We all have to accept it: growing up was really tough. As students we spent most of our time trying to live up to our parents’ expectations, juggling academics, extracurricular activities, and friends. Well, most parents will say that they had very simple expectations; they only wanted us to do good in our respective careers. Hence all the pressure.
We’ve all had that one particular annoying auntyji in our childhood, who kept comparing every achievement of ours with that ever-elusive Sharmaji ka beta / beti. If we scored 90%, Sharmaji’s progeny scored a 99%; if we won a state tournament, the young Sharma scion was made an international champion of some obscure sport, but yes, please take note: INTERNATIONAL CHAMPION!
This continued throughout our childhood, right into teenage, and then adulthood. Our school attendance, extracurricular performances, class of friends, colleges or universities we attended … nothing was spared. That annoying aunty, whom we often thought of as the Sharmas’ secret PR agent, had a field day particularly on the days when our 10th or 12th boards results were out. “Oh! So your daughter / son got into so-and-so university? Not bad … but you know, Sharmaji’s son got into so-and-so-better university. Plus, he’s getting a scholarship. Such a talented child …” she’d go on and on, singing praises while our parents’ faces were sapped of their smiles and pride. “You’ve got a job, really? Good for you! You know Sharmaji’s son is already handling the family business single-handedly, don’t you?” she would state while we grinded our teeth.
There were times when we itched to ask the aunty about her own childrens’ status report. However, every time our parents would shut us up with a “We should never forget our manners” or worse, a snide “Oh, so now you want to point out someone who’s not doing so well only to look better in comparison?” How we’ve all literally fumed on such occasions!

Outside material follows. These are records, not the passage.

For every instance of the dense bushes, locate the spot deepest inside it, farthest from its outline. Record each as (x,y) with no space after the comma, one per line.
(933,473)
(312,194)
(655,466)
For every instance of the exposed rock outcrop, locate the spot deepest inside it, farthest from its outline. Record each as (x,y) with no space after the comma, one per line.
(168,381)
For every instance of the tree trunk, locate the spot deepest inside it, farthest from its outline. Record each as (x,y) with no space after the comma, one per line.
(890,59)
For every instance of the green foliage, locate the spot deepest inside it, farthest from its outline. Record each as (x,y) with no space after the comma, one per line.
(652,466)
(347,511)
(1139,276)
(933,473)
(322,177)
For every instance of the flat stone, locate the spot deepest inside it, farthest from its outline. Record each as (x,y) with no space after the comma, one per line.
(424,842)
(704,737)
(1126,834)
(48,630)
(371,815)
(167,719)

After having spent upto a quarter century of our lives fuming over the constant comparison done by such aunties and relatives, one day, we grow up. This enlightenment happens sometime after we finish our education or as we take on responsibilities of family or professional work. We eventually face one of the following scenarios:
- One day, we bump into the aunty and she’s an old woman with not a very accurate memory of the past. Talking to her, we realise that the Sharmas never even existed OR
- We bump into Sharmaji’s son himself, and one conversation with him reveals how much everyone has been exaggerating his traits OR
- Sharmaji’s son indeed turns out to be as glorious and successful as the picture of him painted for us.
However, in all the above scenarios, only one fact dawns upon us: we’ve only but wasted a good chunk of our lives driven by the comparison with someone whom we barely knew and who had no role whatsoever to play in our lives.
And, this is when Sharmaji’s progeny becomes something like an insider joke for us. Imagine! On your shopping trips to the mall, while searching for underwear in an S size for yourself, you would smirk to yourself and raise an eyebrow while a small voice in your head immitates the auntyji’s voice: “Sharmaji ka ladka tohhh … requires a XXXXXL. Such a blessed child indeed!”